L’impact environnemental est aussi un facteur clé. Contrairement aux mines, qui génèrent des déchets toxiques, de la poussière radioactive et consomment d’importantes quantités d’eau, cette méthode repose sur un prélèvement doux, sans rejet nocif. Les électrodes captent l’uranium naturellement présent, sans perturber l’équilibre marin. À long terme, ce procédé pourrait redéfinir les bases de l’industrie nucléaire mondiale. Car si les océans renouvellent leur teneur en uranium grâce à l’érosion des roches terrestres, cette ressource pourrait être considérée comme renouvelable à l’échelle humaine.

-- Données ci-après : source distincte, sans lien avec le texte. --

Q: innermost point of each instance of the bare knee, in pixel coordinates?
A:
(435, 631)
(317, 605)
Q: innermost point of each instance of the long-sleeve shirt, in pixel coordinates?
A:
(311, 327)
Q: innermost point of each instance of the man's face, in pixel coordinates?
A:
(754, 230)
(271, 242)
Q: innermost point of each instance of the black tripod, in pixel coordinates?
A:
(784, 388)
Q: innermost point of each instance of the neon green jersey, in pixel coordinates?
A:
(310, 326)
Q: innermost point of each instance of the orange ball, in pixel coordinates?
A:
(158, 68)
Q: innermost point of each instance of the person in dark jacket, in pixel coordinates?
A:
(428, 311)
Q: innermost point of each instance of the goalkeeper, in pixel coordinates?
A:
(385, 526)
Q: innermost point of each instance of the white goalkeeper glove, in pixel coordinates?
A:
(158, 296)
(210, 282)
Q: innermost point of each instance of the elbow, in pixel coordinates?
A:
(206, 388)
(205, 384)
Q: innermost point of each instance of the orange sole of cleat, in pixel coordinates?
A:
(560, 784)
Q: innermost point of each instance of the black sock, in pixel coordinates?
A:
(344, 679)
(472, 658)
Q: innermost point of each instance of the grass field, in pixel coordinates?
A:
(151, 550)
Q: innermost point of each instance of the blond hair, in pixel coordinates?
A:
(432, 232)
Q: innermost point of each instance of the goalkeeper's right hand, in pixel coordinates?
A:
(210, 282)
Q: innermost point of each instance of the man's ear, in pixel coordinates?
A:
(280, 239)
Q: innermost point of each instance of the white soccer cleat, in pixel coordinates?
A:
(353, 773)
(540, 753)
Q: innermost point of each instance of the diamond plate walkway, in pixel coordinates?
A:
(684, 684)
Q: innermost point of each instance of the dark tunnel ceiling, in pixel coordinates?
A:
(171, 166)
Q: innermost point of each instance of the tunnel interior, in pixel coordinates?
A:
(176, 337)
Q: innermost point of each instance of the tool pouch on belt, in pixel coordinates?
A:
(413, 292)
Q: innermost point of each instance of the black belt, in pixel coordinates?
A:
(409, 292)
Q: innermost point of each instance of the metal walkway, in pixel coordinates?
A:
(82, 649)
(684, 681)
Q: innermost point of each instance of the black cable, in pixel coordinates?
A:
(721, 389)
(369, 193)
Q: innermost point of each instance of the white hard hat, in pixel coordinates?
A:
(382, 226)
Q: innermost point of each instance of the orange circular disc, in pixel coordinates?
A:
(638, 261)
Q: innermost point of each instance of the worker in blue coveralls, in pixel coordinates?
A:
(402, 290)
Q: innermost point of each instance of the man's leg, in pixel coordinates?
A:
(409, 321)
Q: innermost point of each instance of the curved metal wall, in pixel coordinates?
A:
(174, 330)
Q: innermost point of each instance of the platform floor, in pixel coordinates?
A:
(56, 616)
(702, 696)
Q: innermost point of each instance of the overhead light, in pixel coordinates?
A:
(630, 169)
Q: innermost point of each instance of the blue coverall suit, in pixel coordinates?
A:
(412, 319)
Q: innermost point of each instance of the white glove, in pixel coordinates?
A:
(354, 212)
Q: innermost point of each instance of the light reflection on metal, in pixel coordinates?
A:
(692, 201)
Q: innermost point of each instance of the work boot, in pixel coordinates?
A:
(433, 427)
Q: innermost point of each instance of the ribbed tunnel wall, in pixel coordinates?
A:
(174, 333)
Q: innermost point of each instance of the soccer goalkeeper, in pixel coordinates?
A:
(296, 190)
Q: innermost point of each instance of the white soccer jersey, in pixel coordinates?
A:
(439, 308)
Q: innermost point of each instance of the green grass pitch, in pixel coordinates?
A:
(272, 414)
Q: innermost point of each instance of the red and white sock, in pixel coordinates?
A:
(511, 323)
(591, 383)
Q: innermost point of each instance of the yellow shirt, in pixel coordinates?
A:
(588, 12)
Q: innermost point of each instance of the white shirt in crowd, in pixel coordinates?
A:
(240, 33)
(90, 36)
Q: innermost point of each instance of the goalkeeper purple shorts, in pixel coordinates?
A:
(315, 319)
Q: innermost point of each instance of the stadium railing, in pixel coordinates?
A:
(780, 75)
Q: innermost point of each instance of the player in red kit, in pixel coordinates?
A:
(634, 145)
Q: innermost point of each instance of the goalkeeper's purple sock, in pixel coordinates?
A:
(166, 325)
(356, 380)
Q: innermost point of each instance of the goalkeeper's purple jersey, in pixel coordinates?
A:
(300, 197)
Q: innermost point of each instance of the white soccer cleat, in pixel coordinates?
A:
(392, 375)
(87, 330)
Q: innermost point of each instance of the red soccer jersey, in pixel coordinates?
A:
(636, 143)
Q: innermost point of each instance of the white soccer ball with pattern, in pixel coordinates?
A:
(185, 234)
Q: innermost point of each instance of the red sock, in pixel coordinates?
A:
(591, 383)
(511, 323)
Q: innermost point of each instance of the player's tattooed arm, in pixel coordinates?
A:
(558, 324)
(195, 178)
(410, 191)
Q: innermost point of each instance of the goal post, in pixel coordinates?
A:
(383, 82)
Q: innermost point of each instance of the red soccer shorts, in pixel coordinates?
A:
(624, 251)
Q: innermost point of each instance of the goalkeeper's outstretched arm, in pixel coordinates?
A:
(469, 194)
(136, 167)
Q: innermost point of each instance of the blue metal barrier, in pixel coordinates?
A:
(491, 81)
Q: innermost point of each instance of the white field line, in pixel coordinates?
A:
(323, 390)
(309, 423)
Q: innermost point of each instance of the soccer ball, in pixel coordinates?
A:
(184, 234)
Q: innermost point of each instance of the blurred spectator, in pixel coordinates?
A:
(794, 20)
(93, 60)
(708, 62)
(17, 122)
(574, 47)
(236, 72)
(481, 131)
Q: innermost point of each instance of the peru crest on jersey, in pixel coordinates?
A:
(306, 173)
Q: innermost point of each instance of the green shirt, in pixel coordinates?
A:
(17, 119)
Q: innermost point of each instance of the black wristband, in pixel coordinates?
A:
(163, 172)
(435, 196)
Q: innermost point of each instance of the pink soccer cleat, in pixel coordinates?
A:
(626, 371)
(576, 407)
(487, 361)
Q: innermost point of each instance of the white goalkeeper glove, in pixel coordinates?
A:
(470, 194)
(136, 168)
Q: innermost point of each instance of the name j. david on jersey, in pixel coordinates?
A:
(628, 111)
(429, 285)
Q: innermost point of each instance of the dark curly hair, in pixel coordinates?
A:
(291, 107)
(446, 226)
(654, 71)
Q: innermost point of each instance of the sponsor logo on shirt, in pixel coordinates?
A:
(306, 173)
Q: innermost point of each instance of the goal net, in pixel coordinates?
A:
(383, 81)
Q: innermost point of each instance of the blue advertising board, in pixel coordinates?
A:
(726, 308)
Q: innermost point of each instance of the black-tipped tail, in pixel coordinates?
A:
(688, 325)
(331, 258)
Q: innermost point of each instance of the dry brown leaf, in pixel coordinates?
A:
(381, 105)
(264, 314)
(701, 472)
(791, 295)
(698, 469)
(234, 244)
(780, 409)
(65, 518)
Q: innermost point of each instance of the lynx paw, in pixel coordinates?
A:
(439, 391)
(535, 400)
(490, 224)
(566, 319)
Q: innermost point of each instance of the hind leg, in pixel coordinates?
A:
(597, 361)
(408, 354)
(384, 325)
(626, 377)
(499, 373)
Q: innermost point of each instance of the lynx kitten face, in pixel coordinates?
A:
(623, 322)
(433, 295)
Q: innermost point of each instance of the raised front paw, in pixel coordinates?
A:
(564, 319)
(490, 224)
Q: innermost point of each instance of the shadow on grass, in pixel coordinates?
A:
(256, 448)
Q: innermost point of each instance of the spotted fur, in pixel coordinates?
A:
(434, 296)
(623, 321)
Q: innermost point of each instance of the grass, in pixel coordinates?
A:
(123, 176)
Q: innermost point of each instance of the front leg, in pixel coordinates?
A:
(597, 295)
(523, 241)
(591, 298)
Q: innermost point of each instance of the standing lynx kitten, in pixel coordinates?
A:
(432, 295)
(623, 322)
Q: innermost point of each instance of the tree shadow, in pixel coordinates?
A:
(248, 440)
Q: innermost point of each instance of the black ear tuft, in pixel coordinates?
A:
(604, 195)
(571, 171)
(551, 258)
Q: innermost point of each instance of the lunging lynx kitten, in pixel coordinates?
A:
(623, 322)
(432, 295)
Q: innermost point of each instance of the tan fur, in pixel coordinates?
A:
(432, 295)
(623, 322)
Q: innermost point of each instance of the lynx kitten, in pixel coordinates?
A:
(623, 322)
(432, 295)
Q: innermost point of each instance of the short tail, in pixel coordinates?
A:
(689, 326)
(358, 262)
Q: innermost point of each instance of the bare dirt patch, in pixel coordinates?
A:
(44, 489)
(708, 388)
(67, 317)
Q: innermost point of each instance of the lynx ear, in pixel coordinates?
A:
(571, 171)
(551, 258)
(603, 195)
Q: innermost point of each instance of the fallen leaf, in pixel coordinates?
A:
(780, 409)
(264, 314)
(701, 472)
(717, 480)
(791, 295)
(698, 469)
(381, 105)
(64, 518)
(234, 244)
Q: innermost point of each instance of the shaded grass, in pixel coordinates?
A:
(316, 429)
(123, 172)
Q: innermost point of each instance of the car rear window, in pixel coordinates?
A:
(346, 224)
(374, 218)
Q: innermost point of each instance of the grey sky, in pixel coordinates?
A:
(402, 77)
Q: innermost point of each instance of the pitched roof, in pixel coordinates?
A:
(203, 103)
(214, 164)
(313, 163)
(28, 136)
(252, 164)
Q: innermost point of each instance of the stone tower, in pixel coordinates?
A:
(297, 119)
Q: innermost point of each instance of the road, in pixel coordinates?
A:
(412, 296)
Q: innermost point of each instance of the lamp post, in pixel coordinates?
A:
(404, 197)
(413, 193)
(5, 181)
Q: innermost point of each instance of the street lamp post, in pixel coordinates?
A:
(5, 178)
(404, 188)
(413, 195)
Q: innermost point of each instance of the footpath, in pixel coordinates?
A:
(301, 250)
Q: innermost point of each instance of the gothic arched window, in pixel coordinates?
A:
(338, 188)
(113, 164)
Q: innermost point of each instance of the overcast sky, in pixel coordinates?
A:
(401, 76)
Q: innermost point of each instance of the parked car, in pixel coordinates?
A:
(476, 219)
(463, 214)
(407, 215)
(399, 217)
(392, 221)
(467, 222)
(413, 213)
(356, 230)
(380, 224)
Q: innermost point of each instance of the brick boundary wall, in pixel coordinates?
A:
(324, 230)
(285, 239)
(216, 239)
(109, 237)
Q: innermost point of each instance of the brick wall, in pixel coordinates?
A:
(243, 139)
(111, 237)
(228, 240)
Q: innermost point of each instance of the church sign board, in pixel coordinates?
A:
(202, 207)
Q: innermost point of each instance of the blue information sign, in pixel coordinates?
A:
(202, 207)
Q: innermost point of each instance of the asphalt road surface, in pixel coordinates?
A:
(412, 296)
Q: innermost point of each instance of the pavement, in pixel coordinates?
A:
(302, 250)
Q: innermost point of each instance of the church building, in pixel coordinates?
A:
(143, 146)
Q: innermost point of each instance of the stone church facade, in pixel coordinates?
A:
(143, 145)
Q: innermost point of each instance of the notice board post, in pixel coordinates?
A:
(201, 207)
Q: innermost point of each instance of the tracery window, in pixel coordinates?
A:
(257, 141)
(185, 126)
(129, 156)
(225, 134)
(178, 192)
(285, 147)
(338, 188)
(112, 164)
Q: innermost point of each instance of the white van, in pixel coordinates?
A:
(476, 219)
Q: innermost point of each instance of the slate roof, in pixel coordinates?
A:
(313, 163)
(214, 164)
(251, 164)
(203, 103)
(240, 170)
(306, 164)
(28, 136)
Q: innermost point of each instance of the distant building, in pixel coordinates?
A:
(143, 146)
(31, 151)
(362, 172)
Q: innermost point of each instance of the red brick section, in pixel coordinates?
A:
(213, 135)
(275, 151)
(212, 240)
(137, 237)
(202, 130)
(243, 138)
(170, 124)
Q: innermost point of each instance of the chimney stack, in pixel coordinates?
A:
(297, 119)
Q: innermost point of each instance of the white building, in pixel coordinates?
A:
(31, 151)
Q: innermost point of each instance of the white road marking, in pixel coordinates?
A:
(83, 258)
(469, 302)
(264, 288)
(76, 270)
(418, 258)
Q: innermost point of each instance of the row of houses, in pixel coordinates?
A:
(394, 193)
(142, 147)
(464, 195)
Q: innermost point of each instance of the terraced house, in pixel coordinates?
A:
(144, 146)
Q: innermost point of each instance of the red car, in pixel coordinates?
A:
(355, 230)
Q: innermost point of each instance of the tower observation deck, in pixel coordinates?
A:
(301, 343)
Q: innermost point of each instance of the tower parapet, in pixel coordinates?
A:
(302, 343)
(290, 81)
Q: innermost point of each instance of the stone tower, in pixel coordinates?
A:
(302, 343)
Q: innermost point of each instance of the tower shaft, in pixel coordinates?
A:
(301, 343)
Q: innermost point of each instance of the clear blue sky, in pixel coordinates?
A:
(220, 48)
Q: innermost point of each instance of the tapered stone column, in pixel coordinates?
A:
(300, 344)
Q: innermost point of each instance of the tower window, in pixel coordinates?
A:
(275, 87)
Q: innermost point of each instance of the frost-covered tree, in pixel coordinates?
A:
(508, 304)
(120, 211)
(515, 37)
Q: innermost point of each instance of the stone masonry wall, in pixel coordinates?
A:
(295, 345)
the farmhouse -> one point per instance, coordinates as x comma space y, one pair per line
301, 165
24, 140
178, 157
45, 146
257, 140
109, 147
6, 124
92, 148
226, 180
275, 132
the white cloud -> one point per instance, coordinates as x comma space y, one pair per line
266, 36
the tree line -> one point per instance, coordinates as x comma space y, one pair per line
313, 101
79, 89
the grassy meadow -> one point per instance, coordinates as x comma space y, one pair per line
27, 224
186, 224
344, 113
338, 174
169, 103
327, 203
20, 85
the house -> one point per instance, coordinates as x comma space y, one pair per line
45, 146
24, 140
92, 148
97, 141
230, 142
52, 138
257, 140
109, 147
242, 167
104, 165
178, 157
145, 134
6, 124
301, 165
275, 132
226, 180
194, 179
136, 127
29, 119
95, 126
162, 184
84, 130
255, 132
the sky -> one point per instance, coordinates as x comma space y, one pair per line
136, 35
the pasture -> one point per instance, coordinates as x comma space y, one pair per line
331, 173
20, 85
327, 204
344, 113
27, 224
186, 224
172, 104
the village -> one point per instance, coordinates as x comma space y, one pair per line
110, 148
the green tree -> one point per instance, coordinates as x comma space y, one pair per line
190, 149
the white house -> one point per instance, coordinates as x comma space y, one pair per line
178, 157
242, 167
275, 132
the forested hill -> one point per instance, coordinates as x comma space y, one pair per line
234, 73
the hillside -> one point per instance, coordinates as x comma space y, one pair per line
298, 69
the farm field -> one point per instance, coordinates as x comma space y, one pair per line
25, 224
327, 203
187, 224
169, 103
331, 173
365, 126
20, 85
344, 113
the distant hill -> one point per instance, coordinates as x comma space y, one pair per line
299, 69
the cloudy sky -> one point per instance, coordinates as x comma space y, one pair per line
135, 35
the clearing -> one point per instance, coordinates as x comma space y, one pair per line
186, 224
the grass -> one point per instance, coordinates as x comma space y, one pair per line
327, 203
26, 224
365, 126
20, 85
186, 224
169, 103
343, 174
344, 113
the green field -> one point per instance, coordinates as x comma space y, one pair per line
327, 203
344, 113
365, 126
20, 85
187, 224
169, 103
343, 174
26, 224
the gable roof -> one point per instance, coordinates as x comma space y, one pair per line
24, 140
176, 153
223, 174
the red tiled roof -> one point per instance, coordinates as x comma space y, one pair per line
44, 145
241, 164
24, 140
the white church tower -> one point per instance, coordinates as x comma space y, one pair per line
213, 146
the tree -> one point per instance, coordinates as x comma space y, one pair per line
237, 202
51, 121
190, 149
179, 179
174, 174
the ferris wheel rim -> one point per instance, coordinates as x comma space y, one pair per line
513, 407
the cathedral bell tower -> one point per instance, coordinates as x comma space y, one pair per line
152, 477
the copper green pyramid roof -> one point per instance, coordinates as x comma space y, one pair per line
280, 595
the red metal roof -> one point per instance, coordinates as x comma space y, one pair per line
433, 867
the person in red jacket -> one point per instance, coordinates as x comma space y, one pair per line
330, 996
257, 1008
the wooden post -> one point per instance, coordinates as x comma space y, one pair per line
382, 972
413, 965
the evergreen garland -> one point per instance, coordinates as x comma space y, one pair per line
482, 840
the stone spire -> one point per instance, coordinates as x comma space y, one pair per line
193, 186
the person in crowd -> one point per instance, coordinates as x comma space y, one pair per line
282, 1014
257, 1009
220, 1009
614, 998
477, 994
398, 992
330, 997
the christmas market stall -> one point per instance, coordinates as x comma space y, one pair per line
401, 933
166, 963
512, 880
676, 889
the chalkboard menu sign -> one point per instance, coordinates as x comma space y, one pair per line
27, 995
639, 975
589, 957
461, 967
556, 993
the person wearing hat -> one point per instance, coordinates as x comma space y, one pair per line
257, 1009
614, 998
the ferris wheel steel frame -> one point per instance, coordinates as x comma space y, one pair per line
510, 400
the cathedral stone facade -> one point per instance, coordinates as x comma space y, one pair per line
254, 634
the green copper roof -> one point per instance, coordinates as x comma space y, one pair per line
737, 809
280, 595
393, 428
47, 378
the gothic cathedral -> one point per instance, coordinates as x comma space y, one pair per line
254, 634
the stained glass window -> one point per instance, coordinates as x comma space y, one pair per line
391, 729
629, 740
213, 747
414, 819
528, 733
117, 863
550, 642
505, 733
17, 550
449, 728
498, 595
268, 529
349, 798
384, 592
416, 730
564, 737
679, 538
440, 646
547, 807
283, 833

En conjuguant efficacité énergétique, faible coût, impact environnemental réduit et abondance durable, l’extraction électrochimique de l’uranium marin s’impose comme l’une des plus grandes promesses de l’ingénierie énergétique du 21e siècle.
 
 

DO IT YOURSELF !

ENVIE DE DÉCOUVRIR LES DESSOUS DU NUCLÉAIRE EN BELGIQUE ?

Rassure-toi, je ne vais pas te proposer une expérience radioactive ou d’extraire de l’uranium de nos rivières ! Le Tabloo, situé à Dessel, en province d’Anvers, est un centre de visite unique en son genre. Construit par l’ONDRAF (Organisme national des déchets radioactifs), ce lieu immersif te plonge dans les enjeux de la gestion des déchets nucléaires et de l’énergie de demain.

Ce qu’on y fait: on explore des expositions interactives, on découvre des films sur l’atome et la radioactivité, on suit le parcours de l’uranium… et on comprend comment la Belgique prépare le stockage des déchets à très longue durée.

Pour qui ? Pour les curieux de tous âges ! Écoles, familles, étudiants ou passionnés de sciences: chacun y trouve son compte grâce à une muséographie ludique et moderne.

Pourquoi y aller ? Parce que comprendre l’énergie, c’est s’emparer des choix de société de demain. Et que c’est passionnant, surtout dans un lieu aussi bien conçu. Le tout au cœur même du site de stockage nucléaire belge. Une sortie utile, captivante… et radioactive (mais pas trop) !


(1) Y. Wang, Nature Sustainability 2025 (    https://doi.org/10.1038/s41893-025-01567-z).

(2) L’adsorption est un processus physique où des entités se fixent à la surface d’un solide. Ce phénomène est différent de l’absorption, où les entités pénètrent à l’intérieur du solide.

(3) Les méthodes électrochimiques reposent sur le passage d’un courant électrique dans un système hétérogène: un circuit électrique classique et un conducteur ionique (électrolyte), qui peut être un fluide.

(4) Une électrode est un conducteur électronique destiné à être mis en contact avec un milieu de conductivité différente, comme un électrolyte.

(5) Pour rappel, une pile classique AA débite 1,5 V, soit presque 3 fois plus !

(6) La cathode est l’électrode où a lieu une réduction, une réaction où une entité gagne des électrons. Il existe également l’anode, lieu de l’oxydation, où des électrons sont perdus. La combinaison de ces 2 réactions permet une circulation d’électrons et donc la génération d’un courant, c’est une oxydoréduction (rédox).